Community Service

Lessons Learned from Counter-terrorism Drill

Clockwise from top: Wearing protective garb, nurses wait outside the decontamination shower. An ER nurse helps a colleague don protective clothing. A police officer guards the ER. An actor playing a victim in the drill is transported on a gurney.
Clockwise from top: Wearing protective garb, nurses wait outside the decontamination shower. An ER nurse helps a colleague don protective clothing. A police officer guards the ER. An actor playing a victim in the drill is transported on a gurney.
On May 12, 2003, homeland security officials simulated a dirty bomb explosion south of downtown Seattle. The drill, named Top Off 2 (referring to “top officials”) gave federal, state, and local officials and agencies a chance to practice their responses to a terrorist attack. 

UW Medical Center, Harborview Medical Center, and several other Puget Sound area hospitals were among local participants in the five-day, national counter-terrorism drill.

Seattle’s scenario began in an empty field with a stage setting of building debris, smashed cars, and overturned buses. Emergency responders searched for casualties in the rubble. The first firefighters and police officers at the scene went through decontamination for radiation just as if they had really been exposed.

Approximately 150 actors played injured patients, and 92 of these individuals were seen at local hospitals. 

Among the disaster responses triggered at UW Medical Center and Harborview Medical Center were command center operations; internal and interagency communications; triage, radiation detection and decontamination; provider, patient and visitor safety; psychological, surgical and minor injury care; admission and discharge coordination; media relations; translator services; supply delivery; vehicle traffic flow; facility lockdown; and many other support efforts.

According to Shirley Tainter, nurse manager of the Emergency Department at UW Medical Center, overall the response went well.

"It was the first time our procedures for radiation detection and decontamination were tested," Tainter said. "We had a good response from Environmental Health and Safety and Nuclear Medicine.
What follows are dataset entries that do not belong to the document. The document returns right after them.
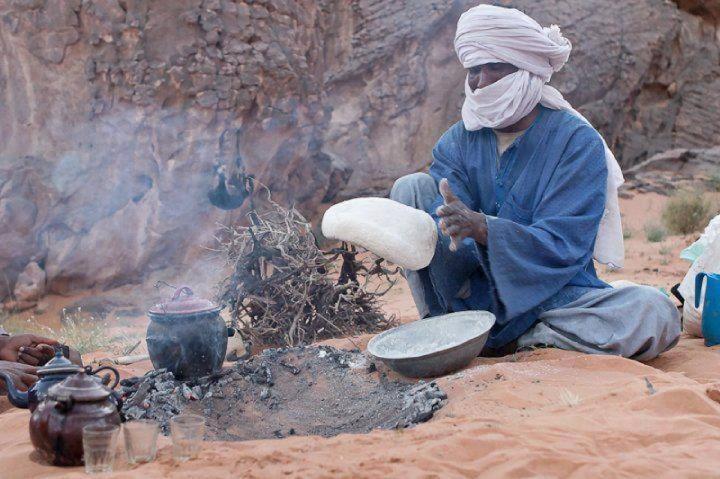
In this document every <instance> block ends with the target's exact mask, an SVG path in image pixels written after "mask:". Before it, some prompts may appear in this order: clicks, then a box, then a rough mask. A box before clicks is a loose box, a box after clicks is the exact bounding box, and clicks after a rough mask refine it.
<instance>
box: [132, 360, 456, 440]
mask: <svg viewBox="0 0 720 479" xmlns="http://www.w3.org/2000/svg"><path fill="white" fill-rule="evenodd" d="M373 364H374V363H372V362H370V361H369V360H368V358H366V357H365V356H364V355H362V354H361V353H358V352H348V351H341V350H337V349H335V348H331V347H328V346H321V347H298V348H288V349H272V350H266V351H265V352H263V353H262V354H260V355H258V356H255V357H251V358H249V359H247V360H244V361H240V362H237V363H235V364H234V365H233V366H232V367H230V368H227V369H225V370H223V371H222V372H220V373H218V374H214V375H212V376H207V377H204V378H199V379H196V380H193V381H188V382H184V383H183V382H181V381H178V380H176V379H175V378H174V377H173V376H172V374H171V373H168V372H166V371H162V372H152V373H148V374H147V375H145V376H144V377H141V378H132V380H131V381H128V382H127V383H126V384H127V386H123V387H127V389H128V393H127V395H126V402H125V405H124V406H123V408H122V416H123V417H124V418H125V419H126V420H136V419H151V420H155V421H157V422H159V423H160V427H161V430H162V432H163V434H169V432H170V431H169V422H170V419H171V418H172V417H174V416H176V415H178V414H181V413H189V414H201V415H203V416H204V417H205V418H206V421H207V434H206V437H207V439H209V440H230V441H241V440H248V439H272V438H283V437H286V436H293V435H320V436H326V437H329V436H335V435H337V434H342V433H365V432H370V431H372V430H373V429H378V428H384V429H390V428H394V427H397V428H406V427H412V426H413V425H415V424H418V423H421V422H425V421H428V420H430V419H431V418H432V417H433V415H434V414H435V412H436V411H437V410H438V409H440V408H441V407H443V405H444V404H445V402H446V400H447V395H446V394H445V393H444V392H443V391H442V390H441V389H440V388H439V387H438V385H437V384H436V383H435V382H431V383H425V382H423V381H420V382H418V383H414V382H404V381H400V380H393V379H389V378H387V377H381V378H380V380H378V376H377V375H375V374H372V372H373V371H375V368H374V367H373Z"/></svg>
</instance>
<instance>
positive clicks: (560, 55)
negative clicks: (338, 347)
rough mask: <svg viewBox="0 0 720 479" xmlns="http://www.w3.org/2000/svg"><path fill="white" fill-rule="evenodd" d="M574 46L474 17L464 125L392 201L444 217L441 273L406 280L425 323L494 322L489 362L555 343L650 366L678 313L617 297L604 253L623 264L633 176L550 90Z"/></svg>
mask: <svg viewBox="0 0 720 479" xmlns="http://www.w3.org/2000/svg"><path fill="white" fill-rule="evenodd" d="M571 48H572V47H571V45H570V42H569V41H568V40H566V39H565V38H563V37H562V35H561V34H560V31H559V29H558V28H557V27H556V26H553V27H551V28H542V27H541V26H540V25H539V24H537V23H536V22H535V21H534V20H533V19H531V18H530V17H528V16H527V15H525V14H523V13H522V12H520V11H518V10H515V9H508V8H502V7H493V6H488V5H480V6H478V7H475V8H471V9H470V10H468V11H467V12H466V13H464V14H463V15H462V16H461V18H460V20H459V22H458V28H457V33H456V37H455V49H456V51H457V53H458V56H459V58H460V61H461V62H462V64H463V66H464V67H465V68H466V69H467V72H468V73H467V80H466V85H465V94H466V98H465V103H464V105H463V108H462V119H463V121H462V122H458V123H456V124H455V125H453V126H452V127H451V128H450V129H449V130H448V131H447V132H445V134H444V135H443V136H442V137H441V138H440V140H439V141H438V143H437V145H436V146H435V148H434V149H433V162H432V164H431V166H430V174H429V175H427V174H424V173H415V174H413V175H409V176H405V177H403V178H400V179H399V180H398V181H397V182H396V183H395V185H394V186H393V189H392V192H391V196H390V197H391V198H392V199H394V200H396V201H399V202H402V203H404V204H407V205H409V206H413V207H415V208H421V209H424V210H425V211H427V212H429V213H430V214H432V215H433V216H434V217H435V219H436V220H437V222H438V226H439V228H440V231H441V233H442V235H440V240H439V241H438V244H437V247H436V252H435V256H434V257H433V260H432V262H431V263H430V265H429V266H428V267H427V268H425V269H423V270H420V271H408V272H406V276H407V279H408V283H409V284H410V287H411V290H412V292H413V297H414V299H415V302H416V305H417V307H418V310H419V312H420V315H421V317H425V316H435V315H439V314H444V313H448V312H451V311H463V310H487V311H491V312H493V313H494V314H495V316H496V318H497V322H496V324H495V326H494V327H493V329H492V331H491V333H490V336H489V339H488V342H487V345H486V351H485V352H484V353H485V354H493V353H494V354H503V353H508V352H512V351H514V350H515V349H517V348H518V347H524V346H534V345H549V346H555V347H558V348H563V349H571V350H577V351H583V352H587V353H605V354H615V355H622V356H625V357H632V358H636V359H641V360H647V359H651V358H653V357H655V356H657V355H658V354H660V353H661V352H663V351H665V350H667V349H669V348H671V347H672V346H674V345H675V344H676V343H677V340H678V337H679V335H680V320H679V313H678V311H677V308H676V307H675V306H674V305H673V303H672V302H671V301H670V299H668V298H667V297H666V296H665V295H663V294H662V293H661V292H659V291H657V290H656V289H654V288H650V287H644V286H629V287H625V288H621V289H613V288H611V287H610V286H609V285H607V284H606V283H604V282H603V281H601V280H600V279H598V277H597V275H596V273H595V267H594V264H593V255H594V256H595V258H596V259H597V260H599V261H601V262H605V263H608V264H613V265H615V266H619V265H621V264H622V261H623V256H624V251H623V245H622V231H621V228H620V214H619V209H618V206H617V187H618V186H619V185H620V184H621V183H622V174H621V172H620V169H619V166H618V165H617V162H616V161H615V158H614V157H613V156H612V153H611V152H610V150H609V149H608V148H607V146H606V145H605V143H604V141H603V139H602V137H601V136H600V135H599V133H598V132H597V131H596V130H595V129H594V128H593V127H592V126H591V125H590V124H589V123H588V122H587V121H586V120H585V119H584V118H583V117H582V116H580V115H579V114H578V113H577V112H575V110H573V109H572V107H571V106H570V105H569V104H568V103H567V102H566V101H565V100H564V99H563V98H562V95H561V94H560V93H559V92H558V91H557V90H555V89H554V88H552V87H550V86H549V85H546V83H547V82H548V81H549V80H550V77H551V75H552V73H553V72H554V71H558V70H559V69H560V68H561V67H562V66H563V65H564V63H565V62H566V61H567V59H568V56H569V54H570V50H571Z"/></svg>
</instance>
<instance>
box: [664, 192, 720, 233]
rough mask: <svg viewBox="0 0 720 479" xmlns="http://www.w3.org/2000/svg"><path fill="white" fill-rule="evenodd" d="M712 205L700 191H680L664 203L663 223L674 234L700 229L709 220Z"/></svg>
mask: <svg viewBox="0 0 720 479" xmlns="http://www.w3.org/2000/svg"><path fill="white" fill-rule="evenodd" d="M711 215H712V207H711V205H710V202H709V201H708V200H707V199H705V197H704V196H703V195H702V193H697V192H690V191H682V192H679V193H677V194H676V195H674V196H673V197H672V198H670V200H669V201H668V202H667V204H666V205H665V209H664V210H663V213H662V218H663V223H665V226H666V227H667V228H668V230H670V232H672V233H674V234H683V235H686V234H690V233H694V232H696V231H700V230H702V229H703V228H704V227H705V226H706V225H707V223H708V221H710V217H711Z"/></svg>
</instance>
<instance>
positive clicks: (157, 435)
mask: <svg viewBox="0 0 720 479" xmlns="http://www.w3.org/2000/svg"><path fill="white" fill-rule="evenodd" d="M159 432H160V428H159V427H158V424H157V423H156V422H154V421H148V420H137V421H130V422H126V423H125V424H123V436H124V437H125V452H126V453H127V458H128V462H129V463H130V464H138V463H143V462H151V461H153V460H155V455H156V453H157V437H158V433H159Z"/></svg>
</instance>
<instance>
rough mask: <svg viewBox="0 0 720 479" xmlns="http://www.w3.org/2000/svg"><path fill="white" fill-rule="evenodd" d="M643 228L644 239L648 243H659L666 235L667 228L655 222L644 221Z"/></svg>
mask: <svg viewBox="0 0 720 479" xmlns="http://www.w3.org/2000/svg"><path fill="white" fill-rule="evenodd" d="M644 230H645V239H647V240H648V241H649V242H650V243H660V242H661V241H663V240H664V239H665V237H666V236H667V230H666V229H665V228H664V227H663V226H662V225H660V224H657V223H646V224H645V228H644Z"/></svg>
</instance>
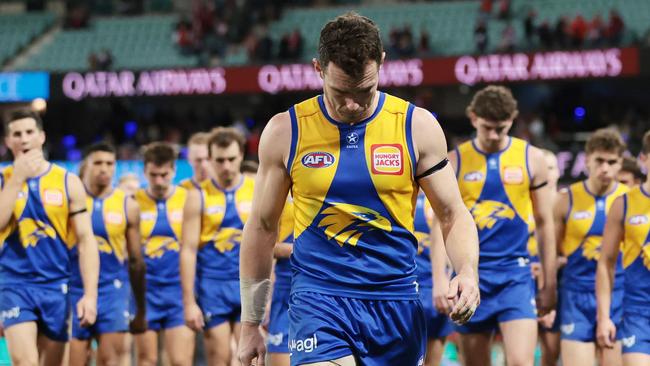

They brought equipment to scan arriving victims and determine their level of contamination. This allowed Emergency Department staff to appropriately decontaminate victims and begin treatment of those not contaminated."

One area identified for improvement was initial communication between disaster scene control and hospital control personnel immediately after the staged attack. However, once the emergency medical response was under way, the command center was able to assign the actors playing victims efficiently to area hospitals and to track these patients on a regional web site.

In future drills, Tainter would like to see a greater volume of patient/actors delivered to the hospitals to more fully test the disaster response system. She mentioned an important lesson learned was that procedures should be developed for dealing with radiation-contaminated cars that could arrive bringing patients.

According to Tainter, "We have a plan within the hospital to respond to mass casualty incidents, and we have done a lot of work and training over the past couple of years. We are all now much more comfortable with our response and know what we are supposed to do."

The cost of the five-day drill nationwide was approximately $16 million. An estimated 85,000 people participated from more than 100 federal, state and local agencies. The exercise was the second in a congressionally mandated series held to troubleshoot and improve the nation’s ability to respond to terrorist attacks.